After a week, or maybe more, of bright, cool, azure San-Francisco-like weather, a thick smudge has settled over New York that you couldn't blast away with a thousand jackhammers.
The city seems to have slowed, as if the black cars and the cabs and the tractor-trailers and the Maseratis were running through molasses. Even the merry and jaunting squeals of children as they head off to day camp in the green of suburbia seems dampened by the sump of the summer air.
The sky is the color of lint from a dryer and it won't make up its mind if it's going to darken and rain or brighten and bring even more heat to the city. It just sits there, the sky does, glowering and mocking us our discomfort. Revenge for the filth we attack it with.
I was out early this morning, and stupidly exited my car at Lexington and 62nd--over two miles from work. West I trod accumulating sweat and apprehension with each block.

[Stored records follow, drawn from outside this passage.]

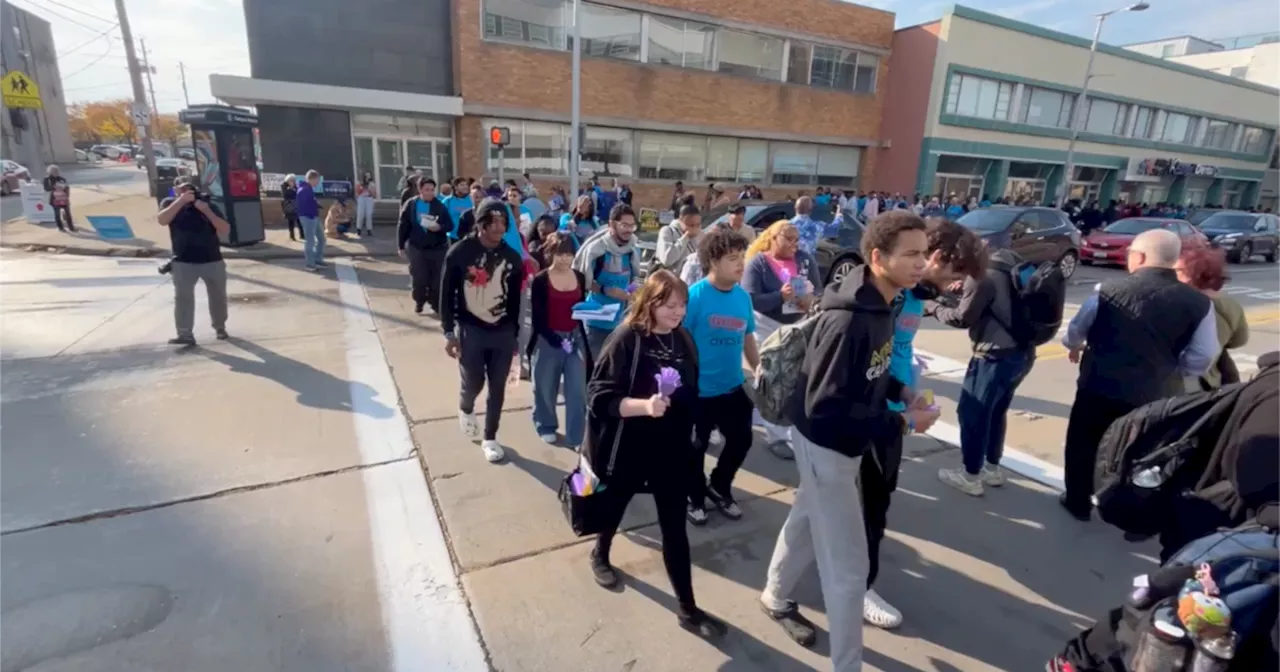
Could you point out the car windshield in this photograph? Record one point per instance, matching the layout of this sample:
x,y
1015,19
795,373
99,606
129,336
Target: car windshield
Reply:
x,y
1230,222
988,219
1133,227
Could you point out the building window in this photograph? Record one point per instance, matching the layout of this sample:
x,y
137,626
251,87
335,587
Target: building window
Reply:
x,y
608,151
976,96
671,156
753,55
1106,117
1045,106
1255,140
528,22
1179,128
1219,135
681,42
609,32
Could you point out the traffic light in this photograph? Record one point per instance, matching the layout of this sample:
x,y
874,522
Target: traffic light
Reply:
x,y
499,136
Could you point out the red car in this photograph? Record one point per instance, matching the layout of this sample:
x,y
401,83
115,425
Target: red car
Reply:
x,y
1111,245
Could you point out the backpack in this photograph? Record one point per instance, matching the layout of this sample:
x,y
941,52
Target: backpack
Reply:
x,y
778,371
1152,455
1038,298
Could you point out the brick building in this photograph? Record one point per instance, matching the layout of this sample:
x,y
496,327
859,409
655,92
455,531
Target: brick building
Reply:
x,y
782,95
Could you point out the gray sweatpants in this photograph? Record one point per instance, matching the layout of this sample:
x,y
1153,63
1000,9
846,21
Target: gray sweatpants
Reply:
x,y
484,356
184,277
826,525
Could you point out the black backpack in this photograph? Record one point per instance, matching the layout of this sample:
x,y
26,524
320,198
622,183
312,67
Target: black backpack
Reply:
x,y
1152,455
1038,298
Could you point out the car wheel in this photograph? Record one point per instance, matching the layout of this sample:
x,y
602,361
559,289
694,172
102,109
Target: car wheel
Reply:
x,y
1069,263
840,269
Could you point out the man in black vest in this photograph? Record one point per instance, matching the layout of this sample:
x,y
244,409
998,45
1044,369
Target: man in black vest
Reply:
x,y
1137,334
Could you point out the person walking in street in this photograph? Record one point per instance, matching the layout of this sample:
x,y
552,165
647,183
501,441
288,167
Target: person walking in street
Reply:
x,y
643,398
679,240
193,231
289,205
59,199
366,191
423,236
558,350
784,283
480,315
309,215
611,263
839,410
1133,338
722,324
999,365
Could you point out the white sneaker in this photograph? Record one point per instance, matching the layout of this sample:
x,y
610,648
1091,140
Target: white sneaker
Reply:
x,y
493,451
467,424
878,612
960,480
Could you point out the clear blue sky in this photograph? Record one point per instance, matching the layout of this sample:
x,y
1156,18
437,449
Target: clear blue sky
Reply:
x,y
209,36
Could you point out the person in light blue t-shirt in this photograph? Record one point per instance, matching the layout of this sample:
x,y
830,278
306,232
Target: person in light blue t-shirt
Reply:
x,y
722,324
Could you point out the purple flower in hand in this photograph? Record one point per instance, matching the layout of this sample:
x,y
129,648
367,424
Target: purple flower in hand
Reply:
x,y
668,380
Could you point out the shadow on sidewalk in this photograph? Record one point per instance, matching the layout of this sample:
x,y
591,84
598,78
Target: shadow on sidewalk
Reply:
x,y
315,388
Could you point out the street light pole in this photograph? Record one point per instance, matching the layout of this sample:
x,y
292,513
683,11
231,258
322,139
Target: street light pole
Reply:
x,y
576,101
1080,101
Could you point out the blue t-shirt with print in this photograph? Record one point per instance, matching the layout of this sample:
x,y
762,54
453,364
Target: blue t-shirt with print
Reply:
x,y
611,270
718,321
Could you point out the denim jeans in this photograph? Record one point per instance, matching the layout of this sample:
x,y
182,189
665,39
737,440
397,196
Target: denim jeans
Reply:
x,y
551,366
312,248
990,385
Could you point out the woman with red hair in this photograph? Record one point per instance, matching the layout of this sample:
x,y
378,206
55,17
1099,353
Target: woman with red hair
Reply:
x,y
1205,269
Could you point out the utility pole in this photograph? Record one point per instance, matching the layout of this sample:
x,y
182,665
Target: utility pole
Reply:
x,y
183,71
140,97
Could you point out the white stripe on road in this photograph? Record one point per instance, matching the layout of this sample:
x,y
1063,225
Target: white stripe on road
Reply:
x,y
425,616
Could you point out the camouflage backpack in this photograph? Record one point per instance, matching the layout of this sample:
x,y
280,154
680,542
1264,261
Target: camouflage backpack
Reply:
x,y
781,359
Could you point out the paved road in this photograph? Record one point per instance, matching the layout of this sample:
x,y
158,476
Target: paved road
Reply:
x,y
261,504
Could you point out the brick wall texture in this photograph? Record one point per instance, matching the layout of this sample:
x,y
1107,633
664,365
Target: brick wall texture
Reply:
x,y
521,77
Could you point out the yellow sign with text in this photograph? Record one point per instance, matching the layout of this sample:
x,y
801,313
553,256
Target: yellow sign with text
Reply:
x,y
19,91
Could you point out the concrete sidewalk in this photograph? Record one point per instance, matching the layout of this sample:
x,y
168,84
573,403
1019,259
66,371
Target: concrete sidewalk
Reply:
x,y
999,583
152,240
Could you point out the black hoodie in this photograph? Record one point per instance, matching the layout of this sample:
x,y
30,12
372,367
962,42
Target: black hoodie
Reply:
x,y
839,402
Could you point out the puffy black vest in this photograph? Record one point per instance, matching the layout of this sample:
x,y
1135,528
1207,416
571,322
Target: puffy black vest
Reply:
x,y
1144,323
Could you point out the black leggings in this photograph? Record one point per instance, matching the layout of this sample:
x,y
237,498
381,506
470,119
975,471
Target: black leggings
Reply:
x,y
670,502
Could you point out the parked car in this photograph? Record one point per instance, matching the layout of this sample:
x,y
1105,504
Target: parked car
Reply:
x,y
12,176
1243,234
1037,234
1111,243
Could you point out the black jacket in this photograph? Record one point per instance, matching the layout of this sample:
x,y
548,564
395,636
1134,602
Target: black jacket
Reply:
x,y
839,402
410,232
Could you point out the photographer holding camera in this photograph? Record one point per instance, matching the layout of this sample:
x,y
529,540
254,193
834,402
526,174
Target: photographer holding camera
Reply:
x,y
193,231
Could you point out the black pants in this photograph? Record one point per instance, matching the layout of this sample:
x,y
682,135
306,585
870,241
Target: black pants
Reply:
x,y
731,414
670,501
425,265
877,488
484,356
63,216
1091,416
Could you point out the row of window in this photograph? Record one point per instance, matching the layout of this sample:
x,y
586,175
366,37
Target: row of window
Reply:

Of late, I have been gloomy. Gloomy, I think, primarily from seeing the plasticine smiles from southern France, where so many of my Facebook friends have been for the last week or so. Gloomy that we--creators of images--should know and excoriate better than anyone the Empire of Illusion and Cycle of Cynicism we perpetuate when we laud work that's never run, or worse, is purpose-built for winning.
We all know the data--how many hundreds of trillions of messages we are faced with each day. Yet, despite those numbers, despite the pressing and oppressive ubiquity of a world where advertising covers nearly every square inch of everything, no one has ever "seen" an ad that's run at Cannes.
Still that becomes our shibboleth: to win at Cannes.
A heavy pall is hanging over the city.
Maybe it has nothing to do with the weather.